Endorsements are not a new concept for those in the spotlight. Companies contract – often to the tune of millions of dollars – with sports icons to wear their gear, and movie stars seated at the wheel of luxury vehicles to build their brand through an established fan base.
There’s nothing inherently wrong with paying someone to rep your product. And if collaboration results in a win-win situation, why wouldn’t you agree to use your status to boost profits?
Don’t businesses accept risk?
Perhaps entities should recognize the potential downside to attaching a generous portion of their revenue to an influencer. For as much as a celebrity might increase sales, their personal reputation could have a detrimental effect on the company.
Consider the strategic partnership Adidas ended with Kayne (Ye) West. The retailer anticipates a $246 million loss in Q4 – both because of Ye’s social media comments and the company’s seeming hesitation to cut ties.
Endorsement contracts typically specify the financial gains attributed to stars for their promotions.
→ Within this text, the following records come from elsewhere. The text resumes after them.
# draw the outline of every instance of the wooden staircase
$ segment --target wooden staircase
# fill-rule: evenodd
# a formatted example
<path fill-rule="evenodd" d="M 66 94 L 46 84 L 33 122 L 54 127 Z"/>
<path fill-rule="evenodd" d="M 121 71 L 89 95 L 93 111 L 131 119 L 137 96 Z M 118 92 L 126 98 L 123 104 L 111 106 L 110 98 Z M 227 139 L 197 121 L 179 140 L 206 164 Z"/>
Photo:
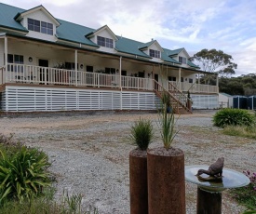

But nobody seemed concerned about that before crypto became all the rage.
Penalties for promotions
Celebrities weren’t the ones to introduce decentralized banking. Yet regulators (still unsure of how to handle smart contracts) are jumping at the chance to penalize them for publicity.
Kim Kardashian got “caught” with her alleged lack of transparency in hyping a token because she didn’t tell her followers how much money she received for so doing – an obligation unrequired for other products.
Is Kiki qualified to give investment advice? Probably not. Is Ye a professional athlete? No.
So, why would using your name, image and likeness be illegal in one scenario versus another? And what defines the line between a company taking a loss and individuals paying fines?
Guidance for unclear guidelines
The ability to defend your actions may be the only semblance of certainty in a space with rules that have yet to be defined. As is, that begins with learning how to comply with ambiguity.